A 18 anni si è adulti ma ancora piccoli: trovarsi da soli davanti ad un commissione giudicante può spaventare?
"A 18 anni si è in bilico. Da un lato c’è il desiderio di essere adulti, di contare qualcosa, di scegliere e rivendicare la propria libertà. Dall’altro si è ancora fragili, pieni di insicurezze e paure. Ritrovarsi da soli davanti a una commissione (e alle opinioni del resto del proprio mondo, che aspetta di sapere il voto) può fare paura proprio per questo: non ci sono più filtri, non c’è il gruppo dei compagni di classe a fare da scudo. Tuttavia, l’esame può essere anche un’opportunità per scoprire risorse che non si sapeva di avere".
Come affrontare il giorno dell’esame?
"Andrebbe vissuto con il giusto equilibrio: non come una sfida estrema, ma nemmeno con superficialità. È utile prendersi del tempo la mattina per respirare, mangiare qualcosa di leggero, ripassare solo i concetti chiave, senza affanno. E poi, fidarsi di sé. Nessuno chiede la perfezione. Io andai all’esame di maturità con il terrore di essere respinto. Alla fine, presi il massimo dei voti, ma mi aiutò anche mio padre che mi ricordò che, se avessi fallito, alla peggio avrei perso solo un anno dei tanti che mi rimanevano. ’E che sarà mai’, mi disse sorridendo. Una frase leggera, che mi fece rendere conto che a volte la vita, anche nelle prove che a noi sembrano enormi, va presa così: in modo più leggero possibile".
Come presentarsi?
"Per quanto riguarda l’aspetto esteriore, non esistono regole rigide. Se possibile, l’abbigliamento dovrebbe essere sobrio e coerente con il contesto e con se stessi. La persona non cambia sulla base dei suoi vestiti. Tuttavia, alcune commissioni possono apprezzare come segno di considerazione e rispetto un abbigliamento sufficientemente curato.

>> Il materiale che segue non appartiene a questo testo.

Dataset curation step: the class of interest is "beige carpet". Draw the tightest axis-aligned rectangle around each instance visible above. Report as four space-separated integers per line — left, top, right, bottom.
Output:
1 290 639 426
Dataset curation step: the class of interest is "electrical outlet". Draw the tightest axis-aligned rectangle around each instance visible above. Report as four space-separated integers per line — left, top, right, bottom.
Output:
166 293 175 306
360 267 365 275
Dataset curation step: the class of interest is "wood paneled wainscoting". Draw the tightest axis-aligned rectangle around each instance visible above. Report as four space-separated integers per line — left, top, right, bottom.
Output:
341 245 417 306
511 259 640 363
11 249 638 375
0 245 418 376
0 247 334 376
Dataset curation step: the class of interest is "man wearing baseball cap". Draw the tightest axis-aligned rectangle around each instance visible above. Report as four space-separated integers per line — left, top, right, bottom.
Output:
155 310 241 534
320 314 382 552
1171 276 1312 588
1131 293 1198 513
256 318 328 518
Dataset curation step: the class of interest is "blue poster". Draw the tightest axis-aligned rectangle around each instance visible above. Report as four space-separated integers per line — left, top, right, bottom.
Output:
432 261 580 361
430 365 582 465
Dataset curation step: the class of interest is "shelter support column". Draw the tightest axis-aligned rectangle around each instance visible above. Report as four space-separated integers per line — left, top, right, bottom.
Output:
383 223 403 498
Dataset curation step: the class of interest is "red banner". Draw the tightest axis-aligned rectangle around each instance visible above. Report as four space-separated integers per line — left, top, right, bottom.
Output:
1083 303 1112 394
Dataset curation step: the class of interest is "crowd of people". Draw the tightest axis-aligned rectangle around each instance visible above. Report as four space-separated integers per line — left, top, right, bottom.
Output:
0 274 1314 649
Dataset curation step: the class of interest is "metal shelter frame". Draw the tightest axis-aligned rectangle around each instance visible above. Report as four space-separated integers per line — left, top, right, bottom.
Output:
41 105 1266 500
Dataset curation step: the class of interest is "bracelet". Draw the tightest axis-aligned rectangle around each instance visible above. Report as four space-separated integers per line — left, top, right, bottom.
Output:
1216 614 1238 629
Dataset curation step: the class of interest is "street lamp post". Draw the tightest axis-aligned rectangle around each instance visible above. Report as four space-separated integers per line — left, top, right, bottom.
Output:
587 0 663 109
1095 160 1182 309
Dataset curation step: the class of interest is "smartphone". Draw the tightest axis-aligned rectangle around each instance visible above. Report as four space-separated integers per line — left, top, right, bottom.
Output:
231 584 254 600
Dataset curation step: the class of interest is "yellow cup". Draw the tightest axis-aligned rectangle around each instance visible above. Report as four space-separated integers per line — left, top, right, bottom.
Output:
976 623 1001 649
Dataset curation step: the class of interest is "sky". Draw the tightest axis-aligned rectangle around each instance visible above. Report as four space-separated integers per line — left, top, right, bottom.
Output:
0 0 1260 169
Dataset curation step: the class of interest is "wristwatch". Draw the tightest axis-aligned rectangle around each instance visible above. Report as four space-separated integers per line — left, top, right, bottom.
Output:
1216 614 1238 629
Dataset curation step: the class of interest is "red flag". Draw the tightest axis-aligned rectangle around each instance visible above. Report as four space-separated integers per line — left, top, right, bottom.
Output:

Insomma, non un abbigliamento da spiaggia, che si può rimandare a quando iniziano i festeggiamenti. Per quanto riguarda l’atteggiamento è utile entrare in aula con rispetto ma senza timore, guardare negli occhi, parlare con calma, senza correre, con la voce alta e facilmente udibile, guardando la commissione con atteggiamento sicuro, non timoroso ma nemmeno arrogante. Un atteggiamento che esprima sicurezza e speranza allo stesso tempo".
La notte prima dell’esame?
"Meglio dormire. Studiare fino all’ultimo minuto raramente produce effetti positivi. Quello che non si sa la sera prima, difficilmente lo si impara in poche ore. Meglio coccolarsi un po’, ascoltare musica, chiacchierare con qualcuno che ci vuole bene e poi andare a fare una bella dormita. Il cervello lavora anche mentre si riposa".